Damascus meanwhile conducts a counter-effort. The official Syrian web site mentions the Israeli rivals when it refers in somewhat clumsy English to the crimes of "Israeli terrorism" having roots as deep as Zionism. This month the Syrians renewed their periodic dialogue with the U.S., despite opposition inside the Syrian regime to dialogue with Washington on the eve of a war in Iraq.
The Syrians have put their foreign ministry spokeswoman, Buteina Sha'aban opposite Ze'evi. She's best remembered as the translator for the late Hafez Assad when he met with U.S. presidents and secretaries of state. She used to spice her translations up with comments like "what a stupid idea, Mr.
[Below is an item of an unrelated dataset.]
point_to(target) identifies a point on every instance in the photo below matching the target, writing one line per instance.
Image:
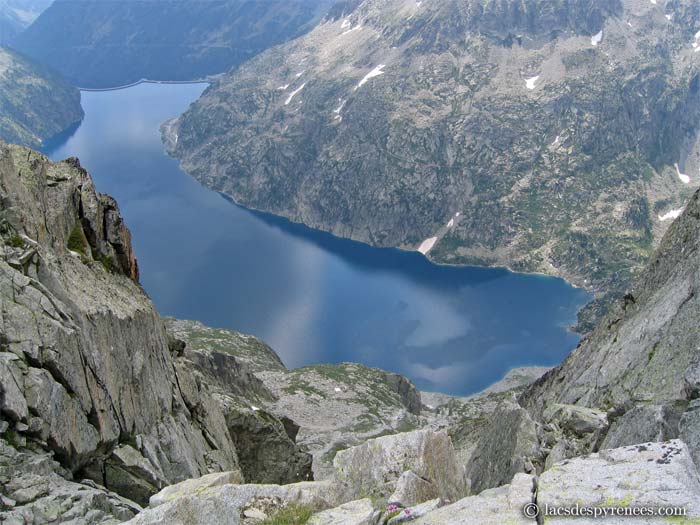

President," when detailing in Arabic the peace ideas mediators brought from Israel.
Now she's busy rebuffing the Israeli charges. In an article she recently published in the U.S. she explains that Syria understood the dangers of Islamic terror before the U.S., but was criticized for it, apparently an attempt by the regime to "launder" the massacre in Hama and to join the coalition of the good.
This week she hosted a Washington Post correspondent and tried to convince him that the war in Iraq is unnecessary, But she avoided direct criticism of the U.S. "When the shooting starts, we'll consider our steps," she said.
Israel believes the Syrians feel the pressure and say that the real campaign is about "the day after" the war in Iraq. Israeli officials have already presented the U.S. administration with their proposals for dealing with Syria and Iran. But it's doubtful the U.S. will take time out to punish Syria, and Assad could yet find another trick to please the Americans.
It's also possible Ze'evi has another goal entirely - to prepare the groundwork for a vehement Israeli reaction in the north, in case the border heats up during a war in Iraq.